Gubernur berharap perbaikan RSUD RAT dapat meningkatkan kualitas pelayanan kepada pasien, apalagi rumah sakit ini adalah fasilitas kesehatan rujukan masyarakat Kepri, termasuk dari warga yang tinggal di pulau-pulau penyangga.
Ia juga mengingatkan agar manajemen RSUD RAT terus melakukan pengawasan terhadap proyek perbaikan gedung rumah sakit yang saat ini sedang berjalan. Pengerjaan plafon gedung, pendingin ruangan dan toilet rumah sakit menjadi prioritas dan harus sesuai standar Kementerian Kesehatan RI.
Dalam kesempatan itu, Gubernur menyampaikan Pemprov Kepri berencana memperluas lahan parkir kendaraan di RSUD RAT guna memberikan rasa aman dan nyaman bagi pengunjung maupun pasien yang berobat di rumah sakit tersebut.
“Tahun ini kita akan menambah lahan parkir seluas satu hektare di area belakang RSUD RAT. Kebutuhan anggarannya sedang dihitung di APBD Perubahan 2026, untuk biaya ganti rugi lahan,” kata Gubernur Kepri Ansar Ahmad saat meninjau proyek revitalisasi RSUD Raja Ahmad Tabib, Kota Tanjungpinang, Selasa.
Ansar menyebut perluasan lahan parkir ini bagian dari upaya meningkatkan pelayanan kepada masyarakat, khususnya melalui pembangunan infrastruktur pendukung rumah sakit yang memadai.
Menurut dia perluasan area parkir juga dilakukan seiring meningkatnya jumlah kunjungan di rumah sakit milik Pemprov Kepri tersebut. Dalam sehari RSUD RAT melayani 600 pasien, baik rawat jalan maupun rawat inap.

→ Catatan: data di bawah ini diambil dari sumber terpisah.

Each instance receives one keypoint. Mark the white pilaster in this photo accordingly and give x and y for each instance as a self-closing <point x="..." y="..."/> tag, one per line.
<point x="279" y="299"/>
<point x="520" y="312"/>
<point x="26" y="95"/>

Kondisi itu memicu kapasitas lahan parkir RSUD RAT yang ada saat ini tidak mampu menampung seluruh kendaraan pengunjung, bahkan sejumlah kendaraan terpaksa harus parkir di luar pagar rumah sakit, karena minimnya ruang parkir di area dalam rumah sakit tersebut.
“Mudah-mudahan akhir tahun ini lahan parkir tambahan RSUD RAT sudah terealisasi,” ucap Ansar.